McKinney finds one thing rather remarkable about his association with Hammond.
"I've known John for 46 years, and what's remarkable about it is that for 46 years, we've never had a harsh word," McKinney said. "You know anytime you have any kind of friendship or close relationship, you're probably going to have a few tense words, but he and I have both understood one thing, whether it's personal or professional.
"From a professional standpoint, we always know what it takes to get the job done. We know about professionalism. We know about supporting one another. He knows that I have his back, and he's had mine. When John told me in a professional situation that I needed to look at another way of handling it, I knew I was getting advice from someone who really cared and understood; it wasn't just somebody with an agenda. And likewise now.
"So our relationship has stood the test of time, and it's really fabulous to be working with him in this capacity and working with the Bucks."
If Hammond were ever asked to choose whom he would most want in a foxhole with him, or whom he would want to accompany into battle, McKinney would be at or near the top of the list.
"I do agree with that," Hammond said. "I would say, too, that having him in a foxhole with me is good terminology. That's on the personal side.
"On the business side, Billy is here because of who and what he's been in this business. He knows that. He's been a general manager of two NBA teams. He's been in the NBA his entire working life. The experiences that he's had in different organizations, and the personal relationship that we have ... there could not be a better fit than Billy McKinney being here with us."
So Hammond returned the assist that McKinney had handed him 20 years ago, and McKinney gathered it in wholeheartedly. He has taken the ball and made the most of his opportunity.
"When John called me with the opportunity to come and work here, he said, 'You know, Billy, with your experience, you could come in somewhere on a higher level, so I'm going to let you think about this for a day or so whether you'll accept this position as our director of scouting,'' McKinney recalled. "I called him back the next day and said, 'John, I'm on board. Job titles have never meant anything to me. It's the opportunity to work with you, to do something special in Milwaukee, and to be helping you, as you did for me, early in my career as an executive.'"
And McKinney has enjoyed building something special with his boyhood friend, just a few miles up the road from where they grew up together.

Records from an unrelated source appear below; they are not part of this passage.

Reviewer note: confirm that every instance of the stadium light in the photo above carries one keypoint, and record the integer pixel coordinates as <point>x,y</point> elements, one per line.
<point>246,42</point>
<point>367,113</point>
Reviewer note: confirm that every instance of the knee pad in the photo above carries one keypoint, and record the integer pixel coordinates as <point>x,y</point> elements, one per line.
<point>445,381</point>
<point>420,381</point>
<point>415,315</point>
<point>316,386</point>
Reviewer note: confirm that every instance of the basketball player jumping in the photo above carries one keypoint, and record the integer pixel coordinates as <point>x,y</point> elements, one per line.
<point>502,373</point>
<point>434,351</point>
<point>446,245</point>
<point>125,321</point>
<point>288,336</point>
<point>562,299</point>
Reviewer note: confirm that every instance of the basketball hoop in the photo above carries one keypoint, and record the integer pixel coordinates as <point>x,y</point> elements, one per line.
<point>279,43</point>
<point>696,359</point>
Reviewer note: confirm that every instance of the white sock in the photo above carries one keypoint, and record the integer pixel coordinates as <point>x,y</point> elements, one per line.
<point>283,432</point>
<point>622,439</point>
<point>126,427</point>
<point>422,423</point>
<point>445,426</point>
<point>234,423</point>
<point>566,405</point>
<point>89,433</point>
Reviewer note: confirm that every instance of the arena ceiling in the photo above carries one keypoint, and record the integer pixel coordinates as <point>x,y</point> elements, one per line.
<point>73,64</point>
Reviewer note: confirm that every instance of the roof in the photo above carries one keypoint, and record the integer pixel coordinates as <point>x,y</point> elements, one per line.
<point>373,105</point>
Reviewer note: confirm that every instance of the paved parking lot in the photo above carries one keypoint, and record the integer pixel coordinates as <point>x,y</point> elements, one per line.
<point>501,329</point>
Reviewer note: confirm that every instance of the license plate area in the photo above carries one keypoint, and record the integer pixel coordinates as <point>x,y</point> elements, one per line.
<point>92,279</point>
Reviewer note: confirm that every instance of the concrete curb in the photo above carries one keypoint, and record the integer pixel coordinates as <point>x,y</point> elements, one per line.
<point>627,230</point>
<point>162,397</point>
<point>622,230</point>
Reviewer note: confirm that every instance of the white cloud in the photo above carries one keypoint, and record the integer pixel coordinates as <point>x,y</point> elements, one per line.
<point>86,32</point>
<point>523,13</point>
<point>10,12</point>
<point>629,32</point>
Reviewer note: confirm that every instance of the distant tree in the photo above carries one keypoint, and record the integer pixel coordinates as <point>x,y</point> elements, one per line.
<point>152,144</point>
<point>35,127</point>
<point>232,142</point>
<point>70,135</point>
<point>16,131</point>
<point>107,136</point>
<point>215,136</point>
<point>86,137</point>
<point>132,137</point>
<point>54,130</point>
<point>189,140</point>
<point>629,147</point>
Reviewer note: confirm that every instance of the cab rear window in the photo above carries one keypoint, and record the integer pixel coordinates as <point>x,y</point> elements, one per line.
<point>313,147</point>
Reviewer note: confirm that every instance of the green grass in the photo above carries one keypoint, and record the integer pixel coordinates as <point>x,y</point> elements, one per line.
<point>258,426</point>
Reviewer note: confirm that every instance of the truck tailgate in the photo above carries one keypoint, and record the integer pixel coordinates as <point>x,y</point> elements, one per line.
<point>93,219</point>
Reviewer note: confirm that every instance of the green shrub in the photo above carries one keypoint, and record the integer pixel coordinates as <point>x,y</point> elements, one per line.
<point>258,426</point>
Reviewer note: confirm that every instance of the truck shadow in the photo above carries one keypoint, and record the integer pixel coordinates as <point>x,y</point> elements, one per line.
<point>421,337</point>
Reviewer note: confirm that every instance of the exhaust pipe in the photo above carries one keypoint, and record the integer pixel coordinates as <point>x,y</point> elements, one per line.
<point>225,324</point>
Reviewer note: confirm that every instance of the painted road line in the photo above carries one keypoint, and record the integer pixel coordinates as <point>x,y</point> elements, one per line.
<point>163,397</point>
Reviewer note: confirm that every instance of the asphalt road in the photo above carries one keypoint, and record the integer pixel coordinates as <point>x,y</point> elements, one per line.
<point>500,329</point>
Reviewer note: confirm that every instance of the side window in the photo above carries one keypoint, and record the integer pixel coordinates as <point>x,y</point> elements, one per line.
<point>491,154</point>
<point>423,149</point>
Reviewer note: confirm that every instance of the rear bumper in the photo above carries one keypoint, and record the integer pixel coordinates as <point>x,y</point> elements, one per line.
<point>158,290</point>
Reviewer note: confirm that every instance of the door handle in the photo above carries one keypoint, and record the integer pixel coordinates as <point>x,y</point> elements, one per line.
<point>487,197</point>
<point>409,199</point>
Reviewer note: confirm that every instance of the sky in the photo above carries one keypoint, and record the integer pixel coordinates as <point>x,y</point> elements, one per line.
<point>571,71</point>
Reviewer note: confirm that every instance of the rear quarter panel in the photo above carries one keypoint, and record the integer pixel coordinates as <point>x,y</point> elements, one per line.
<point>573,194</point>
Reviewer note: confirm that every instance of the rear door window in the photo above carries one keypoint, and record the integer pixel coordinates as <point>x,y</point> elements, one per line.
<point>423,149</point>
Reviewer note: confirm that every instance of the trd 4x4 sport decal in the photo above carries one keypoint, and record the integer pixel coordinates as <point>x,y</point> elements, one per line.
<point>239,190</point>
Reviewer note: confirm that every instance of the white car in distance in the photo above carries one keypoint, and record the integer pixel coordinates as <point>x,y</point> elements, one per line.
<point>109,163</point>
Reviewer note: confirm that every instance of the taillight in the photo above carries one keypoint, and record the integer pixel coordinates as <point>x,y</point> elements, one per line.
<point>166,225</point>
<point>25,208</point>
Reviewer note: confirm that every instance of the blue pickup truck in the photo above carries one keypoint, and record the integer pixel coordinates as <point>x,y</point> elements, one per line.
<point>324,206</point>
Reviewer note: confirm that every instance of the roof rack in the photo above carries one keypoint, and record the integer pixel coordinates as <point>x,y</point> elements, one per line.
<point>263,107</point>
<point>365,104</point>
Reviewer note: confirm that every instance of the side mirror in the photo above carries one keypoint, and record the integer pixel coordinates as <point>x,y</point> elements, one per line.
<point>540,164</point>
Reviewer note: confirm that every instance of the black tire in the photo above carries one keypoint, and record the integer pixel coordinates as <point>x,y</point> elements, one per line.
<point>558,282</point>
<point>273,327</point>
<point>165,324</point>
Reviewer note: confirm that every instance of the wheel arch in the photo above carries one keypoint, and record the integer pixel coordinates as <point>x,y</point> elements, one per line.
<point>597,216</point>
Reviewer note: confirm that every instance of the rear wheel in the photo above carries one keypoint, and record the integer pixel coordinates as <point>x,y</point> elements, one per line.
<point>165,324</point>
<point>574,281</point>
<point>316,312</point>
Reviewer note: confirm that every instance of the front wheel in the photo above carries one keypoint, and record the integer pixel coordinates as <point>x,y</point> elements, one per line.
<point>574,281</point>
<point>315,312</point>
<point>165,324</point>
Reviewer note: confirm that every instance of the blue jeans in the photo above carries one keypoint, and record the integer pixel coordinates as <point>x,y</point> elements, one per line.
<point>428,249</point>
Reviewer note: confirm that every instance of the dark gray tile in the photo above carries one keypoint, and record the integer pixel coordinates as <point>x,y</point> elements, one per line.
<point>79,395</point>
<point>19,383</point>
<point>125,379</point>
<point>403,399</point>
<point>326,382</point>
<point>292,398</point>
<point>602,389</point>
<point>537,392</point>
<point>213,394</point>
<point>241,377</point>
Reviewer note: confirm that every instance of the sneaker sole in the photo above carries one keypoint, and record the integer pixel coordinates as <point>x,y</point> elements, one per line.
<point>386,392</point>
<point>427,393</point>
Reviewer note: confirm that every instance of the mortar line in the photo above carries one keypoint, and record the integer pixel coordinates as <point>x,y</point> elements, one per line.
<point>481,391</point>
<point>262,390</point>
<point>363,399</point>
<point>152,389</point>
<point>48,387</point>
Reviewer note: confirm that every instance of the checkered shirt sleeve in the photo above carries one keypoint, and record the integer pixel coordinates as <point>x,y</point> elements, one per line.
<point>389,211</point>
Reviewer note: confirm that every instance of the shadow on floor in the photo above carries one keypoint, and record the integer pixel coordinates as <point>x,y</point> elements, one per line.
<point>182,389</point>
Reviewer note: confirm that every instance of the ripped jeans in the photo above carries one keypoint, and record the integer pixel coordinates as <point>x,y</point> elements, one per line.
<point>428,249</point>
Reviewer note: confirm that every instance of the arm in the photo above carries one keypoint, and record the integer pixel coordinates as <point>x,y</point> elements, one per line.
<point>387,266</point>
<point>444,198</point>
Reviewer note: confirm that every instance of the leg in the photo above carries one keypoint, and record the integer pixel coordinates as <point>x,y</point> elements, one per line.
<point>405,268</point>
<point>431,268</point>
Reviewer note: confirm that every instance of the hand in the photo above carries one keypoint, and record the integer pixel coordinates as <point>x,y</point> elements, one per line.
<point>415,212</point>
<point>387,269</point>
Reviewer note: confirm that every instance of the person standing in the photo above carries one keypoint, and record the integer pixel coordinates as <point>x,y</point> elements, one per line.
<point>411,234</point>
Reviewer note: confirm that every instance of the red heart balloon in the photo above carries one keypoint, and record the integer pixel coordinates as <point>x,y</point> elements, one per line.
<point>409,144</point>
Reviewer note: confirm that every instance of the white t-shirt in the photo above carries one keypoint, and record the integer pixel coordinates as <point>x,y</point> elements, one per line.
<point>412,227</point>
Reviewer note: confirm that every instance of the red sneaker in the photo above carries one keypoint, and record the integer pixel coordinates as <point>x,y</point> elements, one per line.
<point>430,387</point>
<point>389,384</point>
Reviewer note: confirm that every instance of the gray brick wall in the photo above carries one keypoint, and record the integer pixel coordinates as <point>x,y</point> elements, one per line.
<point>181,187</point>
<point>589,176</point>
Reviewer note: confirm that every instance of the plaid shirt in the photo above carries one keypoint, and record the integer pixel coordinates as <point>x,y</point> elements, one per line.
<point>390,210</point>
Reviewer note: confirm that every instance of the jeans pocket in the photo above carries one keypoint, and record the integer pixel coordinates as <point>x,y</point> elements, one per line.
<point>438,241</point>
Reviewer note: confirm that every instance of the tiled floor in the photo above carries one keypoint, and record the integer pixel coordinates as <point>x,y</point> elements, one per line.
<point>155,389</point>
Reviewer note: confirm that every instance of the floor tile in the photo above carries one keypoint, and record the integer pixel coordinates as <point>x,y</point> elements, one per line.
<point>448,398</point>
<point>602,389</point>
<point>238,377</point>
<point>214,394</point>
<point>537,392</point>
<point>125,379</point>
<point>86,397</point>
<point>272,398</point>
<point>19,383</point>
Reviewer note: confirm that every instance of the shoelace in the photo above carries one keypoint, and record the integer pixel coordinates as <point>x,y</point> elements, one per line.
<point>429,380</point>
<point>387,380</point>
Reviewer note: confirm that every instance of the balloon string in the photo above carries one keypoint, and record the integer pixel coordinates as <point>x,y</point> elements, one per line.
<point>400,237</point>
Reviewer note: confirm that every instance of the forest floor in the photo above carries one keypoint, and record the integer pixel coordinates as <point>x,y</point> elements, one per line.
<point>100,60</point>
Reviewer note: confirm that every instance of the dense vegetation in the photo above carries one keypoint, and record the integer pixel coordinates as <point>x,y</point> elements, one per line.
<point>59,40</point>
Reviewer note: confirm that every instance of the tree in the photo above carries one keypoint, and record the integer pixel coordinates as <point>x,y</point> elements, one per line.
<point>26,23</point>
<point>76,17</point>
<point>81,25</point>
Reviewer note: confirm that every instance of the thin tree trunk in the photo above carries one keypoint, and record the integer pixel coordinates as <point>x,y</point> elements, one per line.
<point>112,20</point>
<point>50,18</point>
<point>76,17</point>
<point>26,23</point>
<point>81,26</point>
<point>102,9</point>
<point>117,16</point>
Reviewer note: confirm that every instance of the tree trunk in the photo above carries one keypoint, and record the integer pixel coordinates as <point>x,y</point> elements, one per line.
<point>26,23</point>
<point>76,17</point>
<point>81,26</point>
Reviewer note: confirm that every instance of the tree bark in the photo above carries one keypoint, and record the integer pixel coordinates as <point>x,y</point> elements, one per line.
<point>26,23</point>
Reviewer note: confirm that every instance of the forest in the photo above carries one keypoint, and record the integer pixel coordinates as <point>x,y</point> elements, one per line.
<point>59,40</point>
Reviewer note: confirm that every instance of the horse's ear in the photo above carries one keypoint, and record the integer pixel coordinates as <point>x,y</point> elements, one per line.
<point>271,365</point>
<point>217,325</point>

"One of the things we both know, being from the Midwest, is that people here really appreciate players who are committed to what they're doing," McKinney said. "For us, having grown up htere and identifying talent, we know that's an important ingredient to bring in -- not just having talent, but having guys who the fans can identify with.
"After watching them play, those fans can go home and say, 'You know what? Those guys might not have won tonight, but they played hard. They played together.' We know there's a lot of value in that, and those are the kind of players we are going to try to bring in to represent the city and the state."
Yes, wherever the basketball careers of John Hammond and Billy McKinney have taken them, whether they've been together or miles apart, "we" has always been the operative word in their partnership.